Quadratic measuring instrument, also known as image measuring instrument, is used to measure the plane size and shape and position tolerance of the product, the measurement elements include position, concentricity, straightness, profile, roundness and the size related to the reference. The following Handing will share the content of the method and measurement error of the automatic quadratic measuring instrument to measure the height of the workpiece.

Automatic two-element measuring instrument measuring workpiece height method:

1, contact probe height measurement:

The height of the workpiece is measured by a contact probe mounted on the Z-axis (but this method requires the addition of the corresponding module on the quadratic imager software), and the measurement error can be controlled within 5um.
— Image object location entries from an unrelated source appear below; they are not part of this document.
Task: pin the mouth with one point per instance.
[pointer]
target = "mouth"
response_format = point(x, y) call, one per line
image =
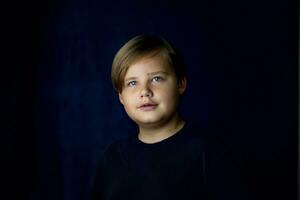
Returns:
point(147, 107)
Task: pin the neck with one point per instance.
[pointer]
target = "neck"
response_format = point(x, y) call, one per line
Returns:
point(158, 133)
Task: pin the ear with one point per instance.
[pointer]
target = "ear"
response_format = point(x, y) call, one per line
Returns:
point(120, 98)
point(182, 85)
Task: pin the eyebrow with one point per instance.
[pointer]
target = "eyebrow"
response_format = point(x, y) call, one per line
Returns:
point(149, 74)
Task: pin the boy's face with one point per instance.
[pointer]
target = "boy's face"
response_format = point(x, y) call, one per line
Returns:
point(151, 92)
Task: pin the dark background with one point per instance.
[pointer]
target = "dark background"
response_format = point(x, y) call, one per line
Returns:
point(60, 111)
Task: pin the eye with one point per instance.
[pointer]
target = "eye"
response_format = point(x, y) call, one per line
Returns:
point(131, 83)
point(157, 79)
2, non-contact laser height measurement:

A laser probe is installed on the Z-axis to measure the height of the workpiece with a non-contact laser (but this method requires the addition of the corresponding module on the quadratic imager software), and the measurement error can be controlled within 5um.

3, image height measurement method:

The height measurement module is added to the software of the quadratic measuring instrument, a plane is adjusted clearly by using the focal length, and then another plane is found. The difference between the two planes is the height to be detected, and the system error can be controlled to within 6um.

Measurement error of automatic quadratic measuring instrument:

1, principle error:

The principle error of the image measuring instrument is: the error caused by the distortion of the CCD camera and the error caused by different measurement methods. Camera manufacturing and process and other reasons, incident light through each lens refraction error and CCD lattice position error, there is nonlinear geometric distortion in the optical system, so that there are many types of geometric distortion between the target image point and the theoretical image point:

Radial distortion, eccentric distortion, thin prism distortion, and so on, and the radial distortion is large, tangential distortion and thin prism distortion is small, and the image center distortion is small, the edge distortion is large. The use of high quality lenses can reduce the effect of distortion error, but it is necessary to take into account the effect of distortion to correct the measurement results in precision measurement.

The errors caused by different measurement methods mainly refer to the identification and quantization errors caused by different image processing techniques. The edge of the image is the basic feature of the image, which is the reflection of the outline of the object or the interface between the different surfaces of the object in the image. Edge contour is an important factor for human to recognize the shape of objects, and it is also an important object in image processing.

In the process of image processing, edge extraction is required, and there are many different methods of edge extraction in digital image processing technology. Different extraction methods will have a large change in the edge position of the same measured part, so it will have an impact on the subsequent measurement results. For example, when the radius and center of a circular workpiece are measured, when the outline of the circle changes, the edge of the workpiece will be changed. Its radius value and the position of the center of the circle will change accordingly. It can be seen that in the process of image processing, the image processing algorithm has a very important impact on the measurement accuracy of the instrument, which is the focus of image measurement.

2, mechanical error:

The manufacturing errors of the image measuring instrument are: errors generated by the guiding mechanism, installation errors, etc. The error caused by the guiding mechanism is mainly the linear motion positioning error in the mechanism error for the image measuring instrument. Image measuring instrument is an orthogonal coordinate system measuring instrument. The orthogonal coordinate measuring instrument has 3 mutually perpendicular axes (that is, X, Y, Z three axes), and 3 moving parts move along these three axes, so that the CCD moves in a three-dimensional straight line relative to the measured workpiece.

The use of high-quality motion steering mechanism can reduce the impact of such errors. If the horizontal performance of the measuring platform of the image measuring instrument and the installation of the CCD camera are excellent, the Angle between them is within the range, and the error is very small.

3. Operation error:

The operating errors of the image measuring instrument are: errors caused by changes in the measuring environment and conditions (such as temperature changes, voltage fluctuations, lighting conditions changes, mechanism wear, etc.), and dynamic errors. Due to the change of temperature, the size, shape, mutual position relationship and some important characteristic parameters of the parts of the image measuring instrument change, thus affecting the accuracy of the instrument.

The change of temperature may also cause the change of electrical parameters and the change of instrument characteristics, resulting in temperature sensitivity drift and temperature zero drift. The variation of voltage and lighting conditions will affect the brightness of the upper and lower light sources of the image measuring instrument, resulting in uneven illumination of the system, which will leave shadows on the edge of the acquired image and cause image edge extraction errors. The wear causes the size, shape and position errors of the parts of the image measuring instrument, increases the fit gap, and reduces the stability of the working accuracy of the instrument. Therefore, the improvement of measurement operating conditions can effectively reduce the impact of such errors.